Below is an article written by Attorney Peter Francis Geraci with instruction on how to stop foreclosure on an inherited property. Read more articles written by PFG at https://www.infotapes.com/Articles.
At Geraci Law, we sometimes have a client whose relative died, and they are an heir. For instance, Son is Mom’s only heir, Mom passes away, but Mom’s house is in her name, she left no will, and she had a $40,000 mortgage with payments of $600 a month.
Son obviously wants to get the title changed into his name, so he will have to file a lawsuit in Probate Court to get an Order Declaring Heirship and Distribution of the Estate. This may take 6 or 8 months. In the meantime, Son finds out that the mortgage is a year behind, and the mortgage company his filed a foreclosure.
Son wants to prevent the mortgage company from foreclosing, force it to accept a payment plan on the arrears, and force the mortgage company to accept payments on the mortgage going forward, since he does not want to pay it off. Son wants to keep paying Mom’s mortgage because he can’t refinance until the Probate Court transfers the property to him.
Good news.
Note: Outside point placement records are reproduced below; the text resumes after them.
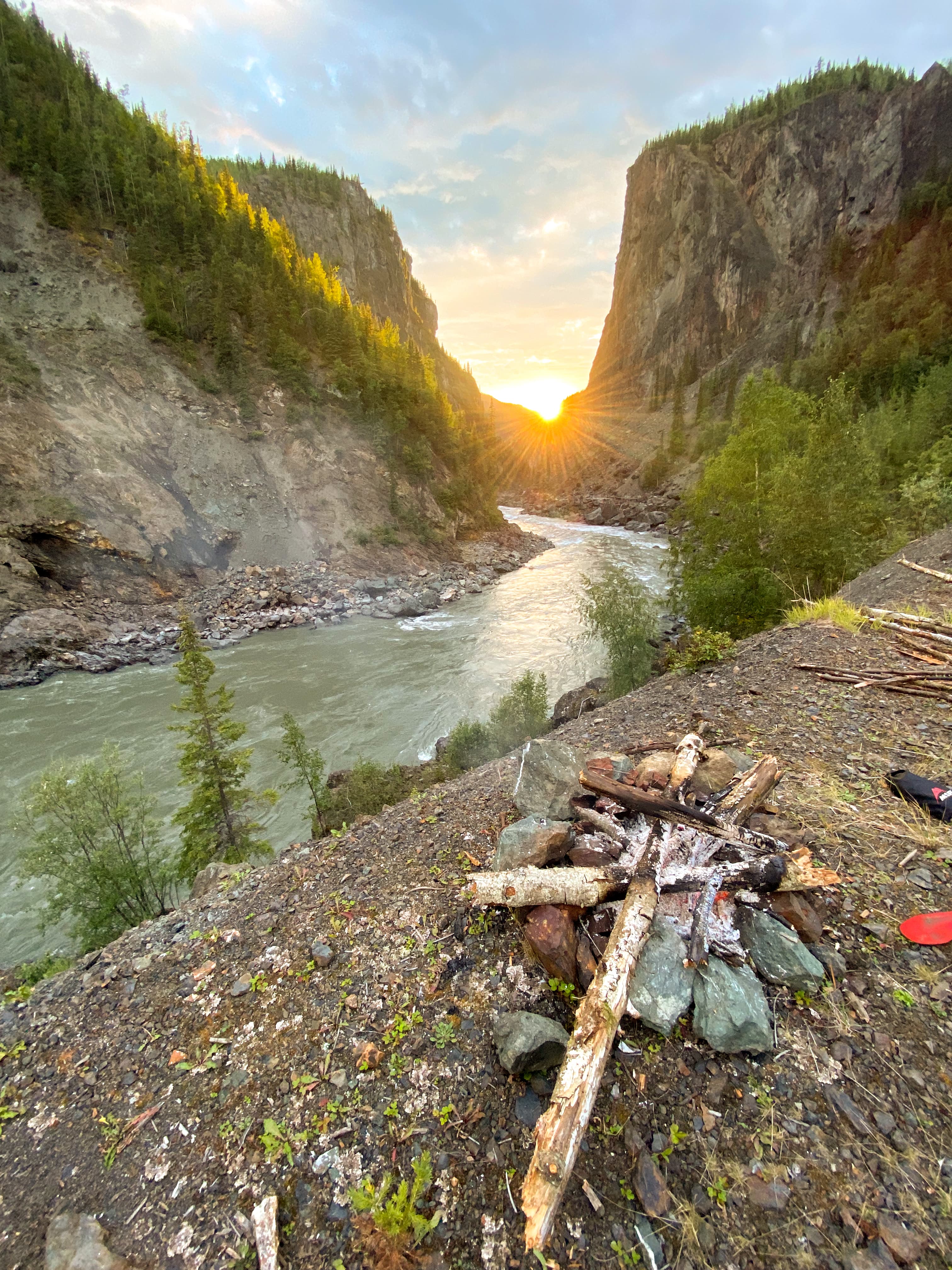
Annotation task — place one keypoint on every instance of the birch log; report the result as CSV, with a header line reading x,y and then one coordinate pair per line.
x,y
753,788
560,1131
686,760
589,884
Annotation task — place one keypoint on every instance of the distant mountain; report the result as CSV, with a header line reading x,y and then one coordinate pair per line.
x,y
745,239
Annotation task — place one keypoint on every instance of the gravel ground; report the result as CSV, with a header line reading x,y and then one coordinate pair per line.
x,y
419,978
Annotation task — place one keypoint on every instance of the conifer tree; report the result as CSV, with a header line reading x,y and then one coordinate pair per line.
x,y
308,763
218,822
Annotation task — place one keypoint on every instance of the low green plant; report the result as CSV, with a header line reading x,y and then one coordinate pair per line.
x,y
701,648
617,609
564,990
280,1141
397,1215
444,1034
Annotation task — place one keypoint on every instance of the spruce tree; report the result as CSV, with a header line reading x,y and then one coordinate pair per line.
x,y
218,822
308,763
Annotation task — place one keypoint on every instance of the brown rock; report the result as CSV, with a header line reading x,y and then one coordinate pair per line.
x,y
649,1187
367,1056
586,964
771,1196
654,770
842,1103
550,933
712,774
802,915
592,856
904,1245
875,1258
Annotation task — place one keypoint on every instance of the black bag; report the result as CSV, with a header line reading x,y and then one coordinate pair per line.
x,y
937,799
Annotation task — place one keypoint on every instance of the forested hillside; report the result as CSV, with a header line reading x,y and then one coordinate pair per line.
x,y
781,332
221,281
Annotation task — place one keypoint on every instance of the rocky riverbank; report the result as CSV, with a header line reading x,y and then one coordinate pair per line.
x,y
331,1018
99,637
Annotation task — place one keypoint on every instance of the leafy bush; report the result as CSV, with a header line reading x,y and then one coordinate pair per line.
x,y
522,712
619,610
700,648
792,505
96,843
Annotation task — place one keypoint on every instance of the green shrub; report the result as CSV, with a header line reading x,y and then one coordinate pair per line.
x,y
700,648
470,745
619,610
94,841
522,712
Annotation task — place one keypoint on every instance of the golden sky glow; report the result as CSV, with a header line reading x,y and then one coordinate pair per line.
x,y
545,395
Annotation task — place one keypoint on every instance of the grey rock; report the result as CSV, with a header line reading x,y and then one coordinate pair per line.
x,y
549,779
577,703
777,952
532,841
833,963
730,1009
885,1122
662,987
212,876
842,1103
529,1043
649,1244
529,1109
75,1241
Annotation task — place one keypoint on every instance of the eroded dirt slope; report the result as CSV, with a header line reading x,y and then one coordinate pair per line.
x,y
419,978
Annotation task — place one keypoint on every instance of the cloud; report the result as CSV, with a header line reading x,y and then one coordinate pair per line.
x,y
498,134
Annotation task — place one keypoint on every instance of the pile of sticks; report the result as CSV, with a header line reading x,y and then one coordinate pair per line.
x,y
668,845
920,639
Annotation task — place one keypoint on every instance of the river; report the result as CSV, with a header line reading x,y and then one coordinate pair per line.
x,y
382,690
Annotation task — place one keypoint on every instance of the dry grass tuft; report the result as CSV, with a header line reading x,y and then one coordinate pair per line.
x,y
833,610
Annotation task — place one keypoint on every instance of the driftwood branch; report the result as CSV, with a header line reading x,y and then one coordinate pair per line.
x,y
587,886
677,813
602,822
697,948
752,789
686,759
921,568
560,1131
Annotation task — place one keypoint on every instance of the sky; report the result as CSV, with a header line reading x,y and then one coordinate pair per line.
x,y
498,133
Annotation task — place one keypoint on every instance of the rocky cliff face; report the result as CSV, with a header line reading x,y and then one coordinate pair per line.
x,y
118,477
357,238
725,249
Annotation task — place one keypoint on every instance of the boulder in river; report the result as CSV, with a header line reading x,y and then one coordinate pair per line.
x,y
549,779
532,841
662,986
529,1043
578,701
730,1009
777,952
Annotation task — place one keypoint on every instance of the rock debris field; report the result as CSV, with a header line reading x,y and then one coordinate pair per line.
x,y
301,1029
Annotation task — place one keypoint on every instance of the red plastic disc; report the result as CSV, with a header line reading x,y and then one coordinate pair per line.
x,y
928,929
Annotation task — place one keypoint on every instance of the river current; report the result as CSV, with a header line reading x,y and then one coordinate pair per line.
x,y
384,690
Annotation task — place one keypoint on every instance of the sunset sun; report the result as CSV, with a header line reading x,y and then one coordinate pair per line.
x,y
544,395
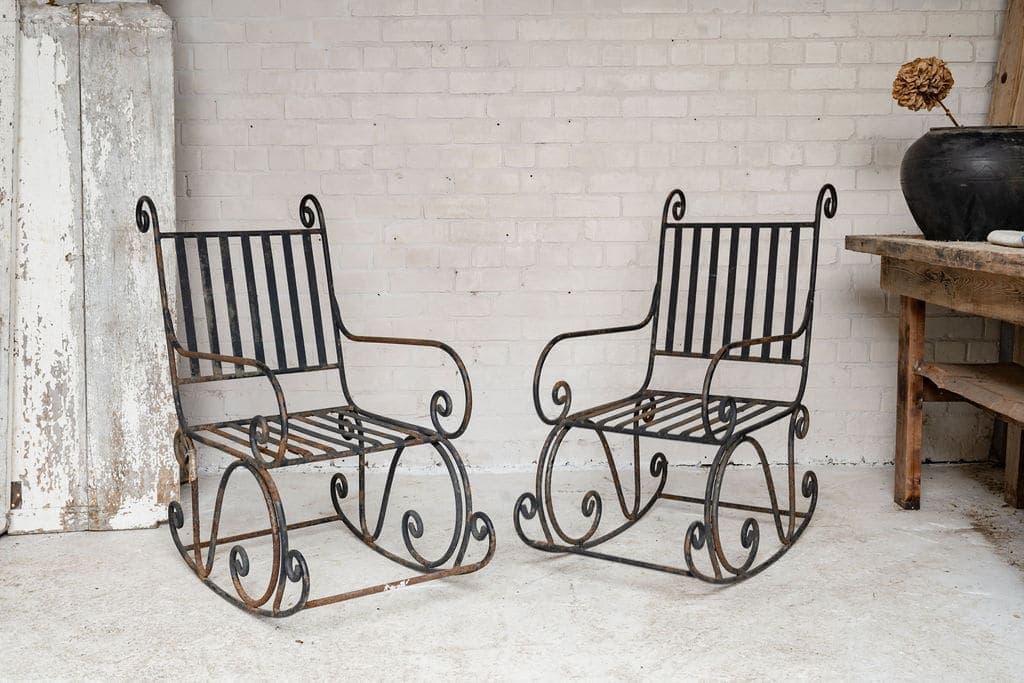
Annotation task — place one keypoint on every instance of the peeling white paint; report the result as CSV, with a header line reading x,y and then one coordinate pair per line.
x,y
91,409
48,378
8,92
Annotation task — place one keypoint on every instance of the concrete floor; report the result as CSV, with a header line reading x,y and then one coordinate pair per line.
x,y
868,593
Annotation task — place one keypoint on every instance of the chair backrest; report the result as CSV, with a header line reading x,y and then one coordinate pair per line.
x,y
266,295
721,283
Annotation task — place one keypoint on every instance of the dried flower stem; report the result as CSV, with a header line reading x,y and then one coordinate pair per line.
x,y
949,114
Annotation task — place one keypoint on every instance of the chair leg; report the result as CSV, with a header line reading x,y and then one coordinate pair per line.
x,y
707,531
287,565
466,522
540,503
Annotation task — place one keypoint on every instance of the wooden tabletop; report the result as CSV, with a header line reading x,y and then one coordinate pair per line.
x,y
968,255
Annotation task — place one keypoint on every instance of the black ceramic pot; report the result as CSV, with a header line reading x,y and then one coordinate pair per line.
x,y
962,183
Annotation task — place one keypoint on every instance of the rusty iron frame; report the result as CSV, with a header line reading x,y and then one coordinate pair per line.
x,y
278,440
694,417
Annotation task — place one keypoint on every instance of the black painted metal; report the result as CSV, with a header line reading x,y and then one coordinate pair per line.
x,y
268,441
726,422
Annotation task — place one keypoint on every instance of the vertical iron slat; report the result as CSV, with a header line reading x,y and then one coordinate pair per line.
x,y
752,272
691,295
791,290
712,287
677,248
307,248
186,308
730,287
293,300
247,258
232,304
770,288
271,292
211,309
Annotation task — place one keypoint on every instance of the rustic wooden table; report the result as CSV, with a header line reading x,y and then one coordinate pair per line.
x,y
970,276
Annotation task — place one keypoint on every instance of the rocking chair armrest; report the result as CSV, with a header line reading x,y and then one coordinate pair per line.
x,y
727,407
440,401
259,430
561,392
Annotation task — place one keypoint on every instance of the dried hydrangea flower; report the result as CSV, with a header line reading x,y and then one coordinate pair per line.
x,y
923,84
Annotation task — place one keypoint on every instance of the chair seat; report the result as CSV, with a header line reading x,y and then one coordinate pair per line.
x,y
676,415
316,435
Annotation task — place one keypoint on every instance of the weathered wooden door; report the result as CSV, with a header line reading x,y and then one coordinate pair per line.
x,y
8,70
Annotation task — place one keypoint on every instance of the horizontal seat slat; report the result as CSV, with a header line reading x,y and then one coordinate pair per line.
x,y
314,435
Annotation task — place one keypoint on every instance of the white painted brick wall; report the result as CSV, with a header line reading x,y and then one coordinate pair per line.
x,y
493,172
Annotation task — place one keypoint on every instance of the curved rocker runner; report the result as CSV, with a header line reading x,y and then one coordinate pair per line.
x,y
740,296
279,314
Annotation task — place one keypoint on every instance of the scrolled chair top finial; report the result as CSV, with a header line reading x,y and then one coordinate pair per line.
x,y
310,212
827,201
675,207
145,215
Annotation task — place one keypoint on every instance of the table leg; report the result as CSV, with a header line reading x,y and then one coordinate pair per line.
x,y
909,398
1013,483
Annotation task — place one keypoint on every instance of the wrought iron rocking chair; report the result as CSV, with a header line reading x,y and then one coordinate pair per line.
x,y
302,333
698,416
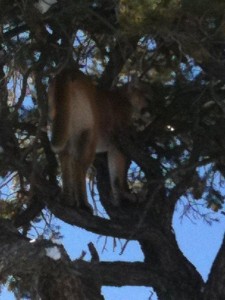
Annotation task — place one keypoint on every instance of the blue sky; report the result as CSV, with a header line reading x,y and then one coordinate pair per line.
x,y
198,241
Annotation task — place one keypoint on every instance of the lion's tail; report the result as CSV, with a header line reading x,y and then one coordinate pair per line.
x,y
59,106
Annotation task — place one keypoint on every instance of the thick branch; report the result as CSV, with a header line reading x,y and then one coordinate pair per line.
x,y
103,226
122,273
49,269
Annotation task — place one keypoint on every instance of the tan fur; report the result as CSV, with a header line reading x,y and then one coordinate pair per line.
x,y
85,120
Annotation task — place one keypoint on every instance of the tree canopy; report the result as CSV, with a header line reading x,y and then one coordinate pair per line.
x,y
175,51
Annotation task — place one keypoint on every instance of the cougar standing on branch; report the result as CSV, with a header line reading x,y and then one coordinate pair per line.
x,y
85,121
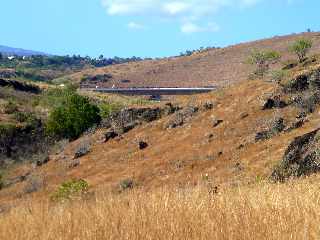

Son can file Chapter 13 to propose a payment plan on the past due mortgage payments, and force the mortgage company to accept his payments on mom’s mortgage in the future.
One way to get the title to the property in Son’s name immediately, if there are other heirs who do not want any part of the property, would be to get all the heirs to sign an affidavit of heirship, identifying all the heirs and stating that they all agree on the transfer of the property to Son, and have them each sign on a warranty deed from them to Son. Then, record the affidavit of heirship at the recorder of deeds, and then record the deed. Son now not only has an “equitable inheritance interest” that would enable him to file Chapter 13 regarding the property, but also title interest. Assuming Mom had no other property that required Probate, his problem is solved!
Many mortgages contain a “due on sale clause” stating that if the borrower dies or files bankruptcy, the full amount of the mortgage balance becomes immediately due. That clause is not enforceable, because of a provision in the Garn-St. Germain Act of 1982 12 U.S. Code § 1701j–3.”Preemption of due-on-sale prohibitions” which exempted inherited property from having a “due on sale” clause enforced. The Act does permit acceleration of a mortgage when property is sold, but not when a person dies and the heirs want to make the mortgage payments.
The other situations where a “due-on-sale clause’ can’t be enforced are when a home equity loan or other lien is placed, when a surviving joint tenant takes title, on transfer to a spouse or child of a co-owner because of divorce and the spouse or child will life in the home, or when a borrower transfers property into an inter-vivos living trust.